Você pode até não gostar do que vai ler em seguida mas: funk é cultura. E digo o funk carioca, o funk de rua, dos carros e bailes.


Funk é o grito de rebeldia contra todos dentro de um espaço para onde os olhares se convergem com preconceito e desprezo. Funk é a rotina, funk é o normal. Falar de sexo, falar de tráfico, dinheiro (muitas vezes com uma origem ilícita ou no mínimo duvidosa), falar de bebidas e principalmente do baile funk é corriqueiro aos moradores da comunidade cujo funk é o principal ritmo tocado em festas ou até mesmo dentro dos carros e nos celulares.
É normal que seja um ritmo hoje desprezado, visto que o próprio povo que costuma ouvir é desprezado. Você pode aceitar ou não, mas funk já faz parte de nós, brasileiros, seja de forma direta ou apenas passivamente.
Mas recentemente, depois de muitas discussões levantadas em duas principais redes sociais, houve uma certa reflexão coletiva da parte de alguns, em que a conclusão foi de certa maneira interessante.
Para qualquer bom rockeiro que já parou para ler sobre as origens do rock 'n roll, sabe o quanto o início foi difícil. Sabe por exemplo que as letras eram consideradas imorais, que um verso de rock 'n roll antes do fenômeno Elvis Presley era considerada "música de negros", desprezada e tida como imprópria.
Então, se por causa de suas letras o rock era considerado imoral, isso está se repetindo com o funk. E aí você vai dizer: mas o funk faz apologia ao crime. Será que faz?
Você acha mesmo que um cara que mal conseguiu terminar os ensinos mais básicos, uma mulher que desde criança via outras meninas exibindo o corpo e aprendeu que só assim ela conseguirá algo ou alguém por causa do lugar de onde ela é, você acha que eles criariam uma música toda voltada para apoiar o crime? o mesmo crime que estraga a sua comunidade? o crime que gera o preconceito, a revolta, a discriminação, só pra começar.
Uma vez que - por exemplo - dentro de uma comunidade, uma família tem de se sujeitar a tirania de uma milícia e forçadamente rejeitar o seu direito de segurança, assegurado em Constituição, os conceitos mudam. A prioridade de um pai de família passa a ser a de se manterem vivos. Não há dúvidas que diante disso, o funk passa a ser apenas um detalhe dentro do mar de contradições que existe nas comunidades mais pobres. Se você não acha o funk um ritmo digno de respeito, então que pelo menos não o julgue pois este é uma forma de demonstrar o que é viver em uma comunidade. Mesmo que para quem olhe de fora, seja difícil entender.
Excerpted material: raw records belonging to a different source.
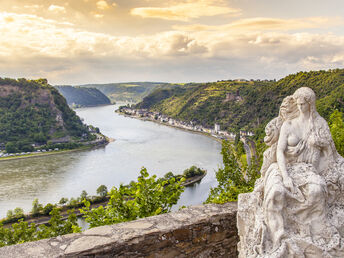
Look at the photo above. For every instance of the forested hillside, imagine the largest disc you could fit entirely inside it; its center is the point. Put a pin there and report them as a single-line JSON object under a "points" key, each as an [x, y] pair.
{"points": [[84, 97], [32, 111], [245, 104], [129, 91]]}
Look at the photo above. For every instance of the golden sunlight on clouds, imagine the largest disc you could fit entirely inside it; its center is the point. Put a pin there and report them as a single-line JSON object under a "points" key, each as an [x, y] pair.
{"points": [[102, 5], [261, 24], [186, 10], [57, 9], [64, 40]]}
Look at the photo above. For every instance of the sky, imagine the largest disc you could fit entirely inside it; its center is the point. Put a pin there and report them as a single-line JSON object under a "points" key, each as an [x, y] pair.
{"points": [[103, 41]]}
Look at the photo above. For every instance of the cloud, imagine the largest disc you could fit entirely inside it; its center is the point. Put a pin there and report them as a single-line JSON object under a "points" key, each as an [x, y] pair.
{"points": [[33, 46], [56, 9], [32, 7], [263, 23], [102, 5], [98, 16], [186, 10]]}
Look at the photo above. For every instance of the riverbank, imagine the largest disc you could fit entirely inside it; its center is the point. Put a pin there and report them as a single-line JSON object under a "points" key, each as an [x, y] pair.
{"points": [[97, 201], [214, 137], [58, 152]]}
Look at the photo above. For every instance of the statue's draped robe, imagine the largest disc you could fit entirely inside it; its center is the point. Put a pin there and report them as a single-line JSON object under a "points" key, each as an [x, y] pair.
{"points": [[313, 214]]}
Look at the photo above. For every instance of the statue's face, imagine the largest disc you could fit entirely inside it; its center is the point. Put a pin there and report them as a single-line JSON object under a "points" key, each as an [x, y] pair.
{"points": [[302, 105]]}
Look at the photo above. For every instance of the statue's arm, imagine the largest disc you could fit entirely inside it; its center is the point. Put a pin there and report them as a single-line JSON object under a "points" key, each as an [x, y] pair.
{"points": [[281, 160], [281, 147]]}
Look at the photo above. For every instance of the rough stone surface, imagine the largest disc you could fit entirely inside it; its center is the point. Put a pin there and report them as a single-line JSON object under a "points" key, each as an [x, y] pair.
{"points": [[297, 206], [198, 231]]}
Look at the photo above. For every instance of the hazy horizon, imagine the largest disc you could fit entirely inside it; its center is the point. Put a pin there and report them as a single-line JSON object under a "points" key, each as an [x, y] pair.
{"points": [[79, 42]]}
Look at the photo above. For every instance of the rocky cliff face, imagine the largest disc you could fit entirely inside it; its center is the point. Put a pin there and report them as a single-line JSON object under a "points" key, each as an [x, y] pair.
{"points": [[33, 111], [83, 96]]}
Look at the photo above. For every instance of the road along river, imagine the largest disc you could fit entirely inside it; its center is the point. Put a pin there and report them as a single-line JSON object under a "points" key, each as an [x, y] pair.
{"points": [[137, 143]]}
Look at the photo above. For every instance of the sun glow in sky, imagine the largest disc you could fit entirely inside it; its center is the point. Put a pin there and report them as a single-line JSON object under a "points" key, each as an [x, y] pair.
{"points": [[100, 41]]}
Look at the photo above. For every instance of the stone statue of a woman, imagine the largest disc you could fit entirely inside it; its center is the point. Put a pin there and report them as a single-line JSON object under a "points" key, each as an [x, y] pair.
{"points": [[297, 206]]}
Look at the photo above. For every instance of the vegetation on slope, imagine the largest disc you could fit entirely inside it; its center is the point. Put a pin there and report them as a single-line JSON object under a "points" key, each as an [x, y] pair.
{"points": [[83, 97], [244, 105], [32, 111], [130, 91]]}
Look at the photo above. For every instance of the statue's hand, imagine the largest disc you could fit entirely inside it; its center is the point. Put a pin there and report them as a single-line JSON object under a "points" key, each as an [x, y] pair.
{"points": [[288, 183]]}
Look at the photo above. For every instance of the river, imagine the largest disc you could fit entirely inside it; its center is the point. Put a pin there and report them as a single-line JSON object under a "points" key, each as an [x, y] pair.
{"points": [[137, 144]]}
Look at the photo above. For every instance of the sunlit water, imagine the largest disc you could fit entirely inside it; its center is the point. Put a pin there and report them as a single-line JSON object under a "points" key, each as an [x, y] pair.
{"points": [[138, 143]]}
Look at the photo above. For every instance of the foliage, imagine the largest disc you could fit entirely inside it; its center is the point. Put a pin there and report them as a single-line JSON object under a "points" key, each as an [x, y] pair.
{"points": [[18, 212], [83, 96], [247, 105], [234, 178], [337, 130], [9, 214], [102, 190], [129, 91], [36, 207], [193, 171], [29, 109], [23, 232], [48, 208], [146, 197], [83, 195]]}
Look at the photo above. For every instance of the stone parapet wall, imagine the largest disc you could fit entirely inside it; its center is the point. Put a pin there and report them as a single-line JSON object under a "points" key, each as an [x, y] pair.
{"points": [[198, 231]]}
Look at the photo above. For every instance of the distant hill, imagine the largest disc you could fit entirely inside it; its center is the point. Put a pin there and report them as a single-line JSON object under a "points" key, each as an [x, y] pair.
{"points": [[32, 111], [244, 104], [129, 91], [84, 97]]}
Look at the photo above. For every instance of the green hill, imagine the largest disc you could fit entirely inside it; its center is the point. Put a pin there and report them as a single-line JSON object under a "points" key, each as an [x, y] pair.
{"points": [[128, 91], [32, 111], [84, 97], [244, 104]]}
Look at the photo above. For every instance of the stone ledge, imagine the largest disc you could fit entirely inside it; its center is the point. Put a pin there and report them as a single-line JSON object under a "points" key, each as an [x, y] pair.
{"points": [[199, 231]]}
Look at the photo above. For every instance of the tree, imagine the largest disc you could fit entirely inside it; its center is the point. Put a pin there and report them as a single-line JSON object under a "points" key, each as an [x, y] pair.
{"points": [[11, 147], [9, 214], [63, 201], [36, 207], [83, 195], [48, 208], [18, 212], [337, 130], [146, 197], [193, 171], [102, 190], [234, 178]]}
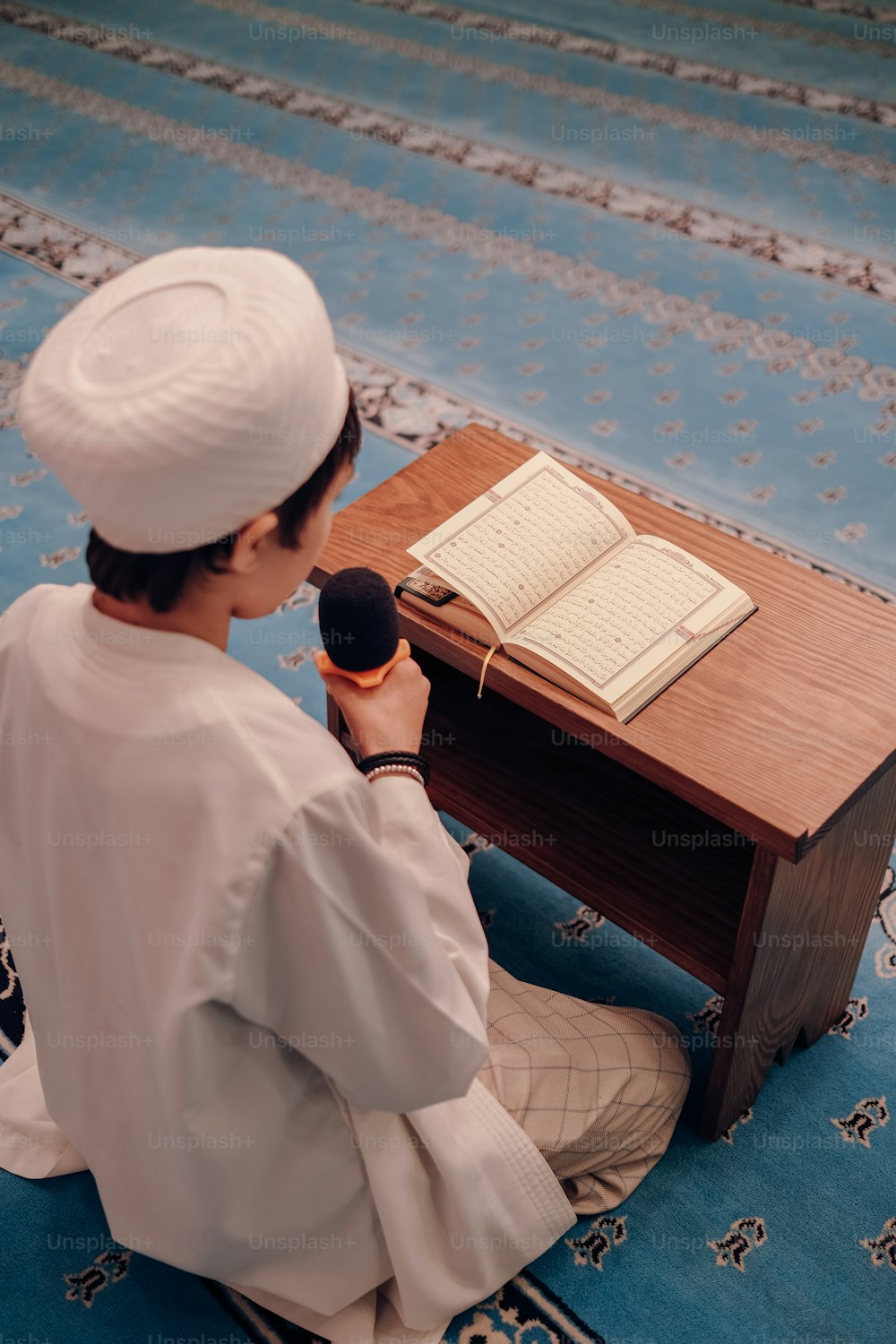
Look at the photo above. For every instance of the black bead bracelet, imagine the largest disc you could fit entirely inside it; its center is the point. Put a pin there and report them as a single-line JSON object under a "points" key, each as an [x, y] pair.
{"points": [[397, 758]]}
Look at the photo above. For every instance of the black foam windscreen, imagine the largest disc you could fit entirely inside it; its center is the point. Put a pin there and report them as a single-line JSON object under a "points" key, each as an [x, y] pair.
{"points": [[358, 618]]}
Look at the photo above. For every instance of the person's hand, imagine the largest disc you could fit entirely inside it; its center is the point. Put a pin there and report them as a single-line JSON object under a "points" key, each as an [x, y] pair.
{"points": [[387, 717]]}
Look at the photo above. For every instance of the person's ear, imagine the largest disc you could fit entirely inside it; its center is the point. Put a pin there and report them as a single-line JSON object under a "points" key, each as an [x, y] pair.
{"points": [[245, 554]]}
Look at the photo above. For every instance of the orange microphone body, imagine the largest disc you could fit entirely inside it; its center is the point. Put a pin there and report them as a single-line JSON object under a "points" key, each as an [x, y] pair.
{"points": [[325, 666]]}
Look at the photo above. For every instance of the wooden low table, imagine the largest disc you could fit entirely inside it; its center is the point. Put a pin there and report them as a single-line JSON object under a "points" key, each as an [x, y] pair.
{"points": [[740, 824]]}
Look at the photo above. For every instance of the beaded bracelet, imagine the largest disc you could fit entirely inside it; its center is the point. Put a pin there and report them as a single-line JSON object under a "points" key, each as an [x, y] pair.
{"points": [[409, 758], [395, 769]]}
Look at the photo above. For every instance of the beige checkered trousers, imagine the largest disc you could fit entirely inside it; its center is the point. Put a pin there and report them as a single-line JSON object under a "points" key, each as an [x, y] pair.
{"points": [[598, 1089]]}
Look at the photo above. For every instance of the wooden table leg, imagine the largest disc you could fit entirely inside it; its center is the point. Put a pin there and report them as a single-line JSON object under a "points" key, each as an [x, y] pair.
{"points": [[801, 937]]}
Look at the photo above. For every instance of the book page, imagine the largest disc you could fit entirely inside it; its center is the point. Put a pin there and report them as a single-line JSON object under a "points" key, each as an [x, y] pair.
{"points": [[629, 616], [522, 539]]}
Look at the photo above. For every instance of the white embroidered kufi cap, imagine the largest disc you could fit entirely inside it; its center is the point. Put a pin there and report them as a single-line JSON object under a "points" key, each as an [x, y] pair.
{"points": [[187, 395]]}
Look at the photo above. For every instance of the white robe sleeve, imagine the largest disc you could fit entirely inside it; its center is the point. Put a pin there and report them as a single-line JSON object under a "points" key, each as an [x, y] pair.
{"points": [[363, 949]]}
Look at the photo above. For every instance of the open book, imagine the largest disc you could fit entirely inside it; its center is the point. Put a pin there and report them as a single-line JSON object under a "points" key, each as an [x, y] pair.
{"points": [[549, 569]]}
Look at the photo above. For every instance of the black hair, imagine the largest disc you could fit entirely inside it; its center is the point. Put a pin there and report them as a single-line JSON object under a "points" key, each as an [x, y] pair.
{"points": [[161, 577]]}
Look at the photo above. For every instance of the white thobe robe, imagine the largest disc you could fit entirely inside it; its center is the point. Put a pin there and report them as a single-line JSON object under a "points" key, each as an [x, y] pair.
{"points": [[255, 986]]}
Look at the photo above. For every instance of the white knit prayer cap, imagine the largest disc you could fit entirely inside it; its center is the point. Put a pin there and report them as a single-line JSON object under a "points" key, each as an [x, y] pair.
{"points": [[187, 395]]}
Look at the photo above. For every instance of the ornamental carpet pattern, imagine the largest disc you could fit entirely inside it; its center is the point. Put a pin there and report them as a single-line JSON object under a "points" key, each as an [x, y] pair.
{"points": [[654, 239]]}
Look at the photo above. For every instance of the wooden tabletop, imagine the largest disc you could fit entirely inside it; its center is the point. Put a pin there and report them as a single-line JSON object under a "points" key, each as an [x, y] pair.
{"points": [[775, 731]]}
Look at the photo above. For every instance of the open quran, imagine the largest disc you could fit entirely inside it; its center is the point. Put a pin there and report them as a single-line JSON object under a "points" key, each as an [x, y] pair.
{"points": [[547, 567]]}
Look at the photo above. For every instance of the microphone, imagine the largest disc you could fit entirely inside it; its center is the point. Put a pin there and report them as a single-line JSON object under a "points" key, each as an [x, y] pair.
{"points": [[359, 626]]}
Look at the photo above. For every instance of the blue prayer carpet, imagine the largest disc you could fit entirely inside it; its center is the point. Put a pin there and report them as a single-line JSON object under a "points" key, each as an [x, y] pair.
{"points": [[654, 239]]}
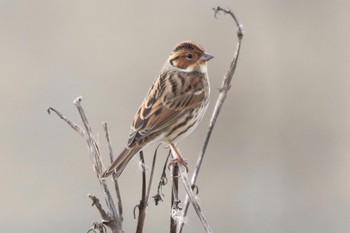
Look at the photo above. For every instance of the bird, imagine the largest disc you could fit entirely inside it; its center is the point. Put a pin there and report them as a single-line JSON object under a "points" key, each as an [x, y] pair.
{"points": [[173, 106]]}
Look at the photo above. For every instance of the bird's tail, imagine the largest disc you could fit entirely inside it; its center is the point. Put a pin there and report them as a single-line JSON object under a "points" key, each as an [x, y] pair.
{"points": [[117, 167]]}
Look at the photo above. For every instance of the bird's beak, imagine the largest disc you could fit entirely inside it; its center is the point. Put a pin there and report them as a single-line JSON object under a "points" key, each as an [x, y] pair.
{"points": [[206, 57]]}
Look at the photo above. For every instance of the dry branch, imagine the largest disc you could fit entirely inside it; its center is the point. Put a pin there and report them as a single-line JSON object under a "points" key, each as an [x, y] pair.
{"points": [[226, 84]]}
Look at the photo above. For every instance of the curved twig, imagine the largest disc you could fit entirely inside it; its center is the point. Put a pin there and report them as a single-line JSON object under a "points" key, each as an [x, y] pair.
{"points": [[226, 84]]}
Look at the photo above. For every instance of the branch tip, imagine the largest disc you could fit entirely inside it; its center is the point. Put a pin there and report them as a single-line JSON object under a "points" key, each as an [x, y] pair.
{"points": [[77, 100]]}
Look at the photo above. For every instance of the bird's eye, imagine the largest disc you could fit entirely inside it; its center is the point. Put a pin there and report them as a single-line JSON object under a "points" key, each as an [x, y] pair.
{"points": [[189, 56]]}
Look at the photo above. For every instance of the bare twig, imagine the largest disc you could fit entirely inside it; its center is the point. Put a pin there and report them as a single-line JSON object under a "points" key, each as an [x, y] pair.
{"points": [[226, 84], [163, 181], [112, 219], [174, 198], [143, 202], [193, 200], [70, 123], [116, 223], [116, 185]]}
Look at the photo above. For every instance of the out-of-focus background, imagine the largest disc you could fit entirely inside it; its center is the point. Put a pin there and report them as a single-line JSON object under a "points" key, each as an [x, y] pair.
{"points": [[278, 160]]}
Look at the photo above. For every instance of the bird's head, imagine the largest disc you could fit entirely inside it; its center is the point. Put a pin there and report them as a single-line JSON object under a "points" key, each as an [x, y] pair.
{"points": [[188, 56]]}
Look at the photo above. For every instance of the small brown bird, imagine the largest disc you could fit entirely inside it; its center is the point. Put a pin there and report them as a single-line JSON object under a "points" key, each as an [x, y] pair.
{"points": [[172, 108]]}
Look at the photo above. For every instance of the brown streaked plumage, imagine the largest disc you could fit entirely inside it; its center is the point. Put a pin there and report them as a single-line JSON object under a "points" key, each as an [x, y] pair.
{"points": [[173, 107]]}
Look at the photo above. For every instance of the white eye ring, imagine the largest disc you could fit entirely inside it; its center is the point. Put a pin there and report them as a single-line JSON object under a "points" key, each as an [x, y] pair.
{"points": [[189, 56]]}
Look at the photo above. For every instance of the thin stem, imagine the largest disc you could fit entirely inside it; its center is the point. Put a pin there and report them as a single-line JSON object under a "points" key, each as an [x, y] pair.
{"points": [[115, 181], [226, 84]]}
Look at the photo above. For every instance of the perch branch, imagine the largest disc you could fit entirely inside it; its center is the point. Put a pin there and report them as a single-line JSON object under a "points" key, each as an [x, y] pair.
{"points": [[226, 84]]}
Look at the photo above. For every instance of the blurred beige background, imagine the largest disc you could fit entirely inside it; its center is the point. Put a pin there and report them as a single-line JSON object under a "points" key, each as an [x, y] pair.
{"points": [[278, 160]]}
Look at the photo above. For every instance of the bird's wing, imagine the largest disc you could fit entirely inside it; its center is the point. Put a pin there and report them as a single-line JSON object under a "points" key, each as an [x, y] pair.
{"points": [[167, 101]]}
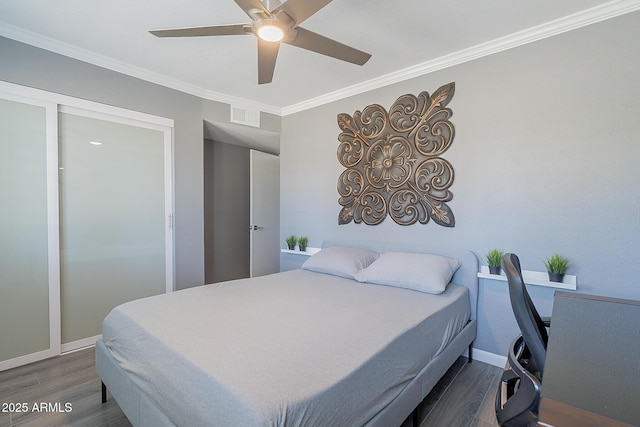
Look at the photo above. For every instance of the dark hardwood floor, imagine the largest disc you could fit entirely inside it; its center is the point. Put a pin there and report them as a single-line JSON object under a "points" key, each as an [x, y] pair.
{"points": [[66, 392]]}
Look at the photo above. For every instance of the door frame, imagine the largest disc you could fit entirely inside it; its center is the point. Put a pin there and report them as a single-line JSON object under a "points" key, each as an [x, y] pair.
{"points": [[55, 103]]}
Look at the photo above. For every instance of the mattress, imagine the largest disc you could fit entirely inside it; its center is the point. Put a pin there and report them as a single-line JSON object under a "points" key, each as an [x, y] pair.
{"points": [[293, 348]]}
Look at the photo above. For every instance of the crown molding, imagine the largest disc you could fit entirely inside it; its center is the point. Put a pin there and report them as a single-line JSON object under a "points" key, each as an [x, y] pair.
{"points": [[37, 40], [571, 22], [562, 25]]}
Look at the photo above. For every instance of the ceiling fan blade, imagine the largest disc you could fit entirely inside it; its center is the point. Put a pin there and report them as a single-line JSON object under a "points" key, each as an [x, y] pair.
{"points": [[216, 30], [326, 46], [300, 10], [267, 55], [251, 7]]}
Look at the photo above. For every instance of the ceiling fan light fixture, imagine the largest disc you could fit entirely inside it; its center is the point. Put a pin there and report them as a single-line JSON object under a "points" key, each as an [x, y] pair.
{"points": [[270, 32]]}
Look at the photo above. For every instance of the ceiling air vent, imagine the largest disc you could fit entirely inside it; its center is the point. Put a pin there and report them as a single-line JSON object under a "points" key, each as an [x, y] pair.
{"points": [[245, 116]]}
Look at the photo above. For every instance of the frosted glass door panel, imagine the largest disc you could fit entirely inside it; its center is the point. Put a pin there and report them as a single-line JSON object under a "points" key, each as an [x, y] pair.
{"points": [[24, 270], [112, 216]]}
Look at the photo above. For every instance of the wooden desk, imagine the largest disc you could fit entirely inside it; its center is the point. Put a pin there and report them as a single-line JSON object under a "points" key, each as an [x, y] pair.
{"points": [[557, 414], [592, 369]]}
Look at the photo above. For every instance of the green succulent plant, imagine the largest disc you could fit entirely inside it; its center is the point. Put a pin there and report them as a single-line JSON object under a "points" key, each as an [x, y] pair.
{"points": [[291, 241], [556, 264], [494, 257]]}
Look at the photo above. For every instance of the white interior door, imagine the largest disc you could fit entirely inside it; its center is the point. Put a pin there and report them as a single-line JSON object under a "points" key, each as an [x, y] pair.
{"points": [[265, 213]]}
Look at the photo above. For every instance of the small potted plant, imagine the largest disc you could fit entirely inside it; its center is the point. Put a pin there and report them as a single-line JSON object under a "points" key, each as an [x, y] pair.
{"points": [[302, 243], [556, 267], [494, 258], [291, 242]]}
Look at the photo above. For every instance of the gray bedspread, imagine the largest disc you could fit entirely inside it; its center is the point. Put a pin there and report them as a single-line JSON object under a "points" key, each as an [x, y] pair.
{"points": [[294, 348]]}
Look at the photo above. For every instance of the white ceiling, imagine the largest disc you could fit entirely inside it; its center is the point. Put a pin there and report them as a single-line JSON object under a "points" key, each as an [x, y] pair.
{"points": [[405, 38]]}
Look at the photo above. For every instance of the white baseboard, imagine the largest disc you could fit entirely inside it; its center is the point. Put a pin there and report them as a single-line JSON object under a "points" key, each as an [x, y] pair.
{"points": [[490, 358], [80, 344]]}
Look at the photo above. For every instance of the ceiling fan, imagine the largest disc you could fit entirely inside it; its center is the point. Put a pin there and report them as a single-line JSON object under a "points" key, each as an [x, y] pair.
{"points": [[273, 23]]}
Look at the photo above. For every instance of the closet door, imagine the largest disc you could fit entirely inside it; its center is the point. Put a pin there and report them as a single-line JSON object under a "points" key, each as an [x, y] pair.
{"points": [[29, 297], [115, 237]]}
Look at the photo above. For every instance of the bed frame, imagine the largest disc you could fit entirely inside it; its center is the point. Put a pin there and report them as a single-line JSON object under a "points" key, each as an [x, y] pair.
{"points": [[142, 411]]}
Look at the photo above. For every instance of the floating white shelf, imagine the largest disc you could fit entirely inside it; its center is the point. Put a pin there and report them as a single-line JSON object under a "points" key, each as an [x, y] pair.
{"points": [[308, 252], [537, 278]]}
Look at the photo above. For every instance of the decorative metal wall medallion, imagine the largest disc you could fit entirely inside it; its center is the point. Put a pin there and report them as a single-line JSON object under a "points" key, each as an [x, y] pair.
{"points": [[393, 164]]}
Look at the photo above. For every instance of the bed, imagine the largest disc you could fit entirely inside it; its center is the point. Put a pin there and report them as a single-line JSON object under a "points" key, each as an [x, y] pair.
{"points": [[357, 337]]}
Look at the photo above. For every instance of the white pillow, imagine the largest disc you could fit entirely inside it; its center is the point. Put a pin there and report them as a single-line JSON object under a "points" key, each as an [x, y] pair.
{"points": [[340, 261], [421, 272]]}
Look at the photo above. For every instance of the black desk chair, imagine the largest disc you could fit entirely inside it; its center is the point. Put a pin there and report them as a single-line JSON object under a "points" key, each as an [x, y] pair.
{"points": [[518, 396]]}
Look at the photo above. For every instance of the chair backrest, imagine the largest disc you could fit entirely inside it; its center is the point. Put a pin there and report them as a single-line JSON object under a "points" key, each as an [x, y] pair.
{"points": [[529, 321]]}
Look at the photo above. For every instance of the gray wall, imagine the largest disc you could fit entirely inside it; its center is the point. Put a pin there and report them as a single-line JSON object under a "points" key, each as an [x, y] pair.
{"points": [[29, 66], [545, 155]]}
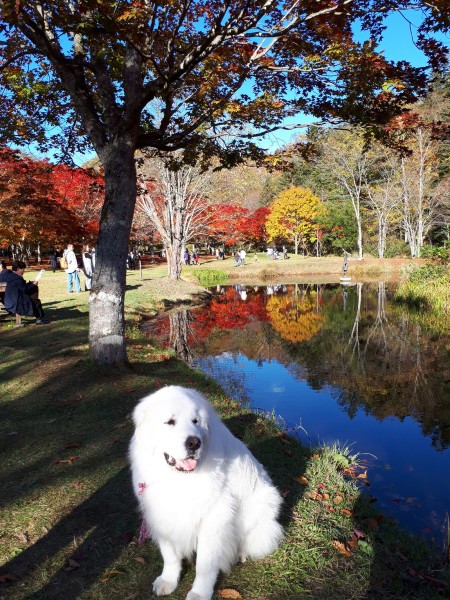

Ok, mas e a comparação com o Rock 'n Roll do meio do século passado?
Hoje, uma das 35 músicas e versões censuradas do Raul Seixas no período de Ditadura não seriam tidas como imorais ou mesmo como rebeldes. Nem mesmo a rica MPB da abastada classe média alta seria censurada. Mas o funk, que fala de coisas normais a cerca de 70% da população brasileira hoje, é tido como imoral.
A reflexão se faz necessária, e para isto, segue um trecho de uma das melhores letras da nossa rica música:
" Minha dor é perceber
Que apesar de termos
Feito tudo o que fizemos
Ainda somos os mesmos
E vivemos
Ainda somos os mesmos
E vivemos
Como os nossos pais...
Nossos ídolos
Ainda são os mesmos
E as aparências
Não enganam não
Você diz que depois deles
Não apareceu mais ninguém
Você pode até dizer
Que eu tô por fora
Ou então
Que eu tô inventando...
Mas é você
Que ama o passado
E que não vê
É você
Que ama o passado
E que não vê Que o novo sempre vem.."
Talvez você não tenha notado que talvez, e bem provável, que é você que não está conseguindo aceitar "que o novo sempre vem", e que você age como seus pais, e os pais deles antes de você e que isso não vai acabar nunca mais. Talvez, seja a hora de quebrar este ciclo vicioso, e deixar de amar o passado, parar de achar que "depois deles não apareceu mais ninguém". Ninguém aqui está querendo convencê-lo a virar um funkeiro e andar como o tal.
Mas o que seria do rock 'n roll, da MPB e de tudo já passado que gostamos se um dia eles não tivessem sido uma novidade bem aceita?
Ou você prefere seguir como tem feitos todos os outros, excluindo e agindo com preconceito, podando o que já se mostra como um possível grito forte de mais da metade do nosso povo?